Simply put, interest exists because, like any transaction, the goal of the seller is to make a profit. A loan is taken when an individual or company doesn’t have enough money themselves or decides they want to make a purchase without using their own capital. They go to an institution (bank, credit union, etc) and request a loan. In order for the institution to make a profit, the lender (who, in this case, is the “seller” of the loan) charges interest.
I am generalizing here, institutions are not the only ones who charge interest, in fact, when you put money in a savings account or purchase bonds, you too are receiving interest; you are the lender, and the company/bank is the borrower.
Regardless, the more nuanced answer revolves around opportunity cost; a lender could be putting their cash into some kind of investment or asset that could be generating income or providing some kind of return, instead, they choose to lend their cash to someone else. As such, they are missing out on potential profit, and to make up for this missed profit, they must charge interest.

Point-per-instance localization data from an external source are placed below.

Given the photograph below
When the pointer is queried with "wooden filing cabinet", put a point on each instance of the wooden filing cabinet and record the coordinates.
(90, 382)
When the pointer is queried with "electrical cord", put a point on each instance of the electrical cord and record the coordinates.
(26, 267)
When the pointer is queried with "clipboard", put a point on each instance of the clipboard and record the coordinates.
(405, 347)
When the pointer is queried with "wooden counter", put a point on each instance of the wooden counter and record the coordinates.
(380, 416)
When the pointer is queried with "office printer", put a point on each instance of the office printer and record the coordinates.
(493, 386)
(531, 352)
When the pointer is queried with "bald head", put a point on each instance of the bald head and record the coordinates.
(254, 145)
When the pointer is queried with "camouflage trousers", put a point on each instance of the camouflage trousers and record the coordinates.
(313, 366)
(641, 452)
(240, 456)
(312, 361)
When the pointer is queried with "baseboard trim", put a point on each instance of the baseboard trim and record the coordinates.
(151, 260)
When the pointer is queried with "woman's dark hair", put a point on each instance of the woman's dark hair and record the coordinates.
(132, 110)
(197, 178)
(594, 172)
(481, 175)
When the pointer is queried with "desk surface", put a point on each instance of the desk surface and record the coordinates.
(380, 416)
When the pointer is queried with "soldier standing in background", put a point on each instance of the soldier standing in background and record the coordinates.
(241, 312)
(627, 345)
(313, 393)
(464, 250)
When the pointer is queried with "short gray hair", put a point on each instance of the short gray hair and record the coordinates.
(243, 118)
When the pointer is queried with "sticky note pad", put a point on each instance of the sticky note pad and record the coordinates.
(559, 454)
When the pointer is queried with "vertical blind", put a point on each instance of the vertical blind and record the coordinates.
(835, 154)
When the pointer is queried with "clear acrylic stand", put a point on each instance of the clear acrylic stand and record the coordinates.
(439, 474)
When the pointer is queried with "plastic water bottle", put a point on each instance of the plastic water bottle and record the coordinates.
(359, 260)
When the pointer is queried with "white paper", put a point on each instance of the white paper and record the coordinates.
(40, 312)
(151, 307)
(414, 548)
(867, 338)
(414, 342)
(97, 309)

For instance, a bank, instead of loaning you money for a house through a home loan, could simply place their money in an index fund, for instance, and make a significant return over the span of 30 years, the typical term of a mortgage. Instead, they are choosing to give you the money, and are missing out on that potential profit.
Furthermore, interest exists to help compensate for the risk a lender takes on when lending their money out. The borrower could simply take all the borrowed money, and disappear, leaving the lender with a massive loss. So, because the lender is taking on the risk of the borrower defaulting on a loan, they demand interest. While this is not the primary reason interest exists, it is certainly one of the central reasons.
So, to summarize, interest exists because a lender must be compensated for lending their money to an individual, rather than investing it somewhere else. The lender, in cases of home and auto loans, can be institutions like banks, in cases like student loans, can be a government, and in cases like bonds and savings accounts, can even be individuals like me and you! In each instance, the lender is taking on some risk, and missing out on the potential for profits elsewhere. So, interest is paid out as a method of making up for those lost profits, and as a fee for the lender taking on such risk.
I hope you found this article informative, and I’ll catch you in the next one!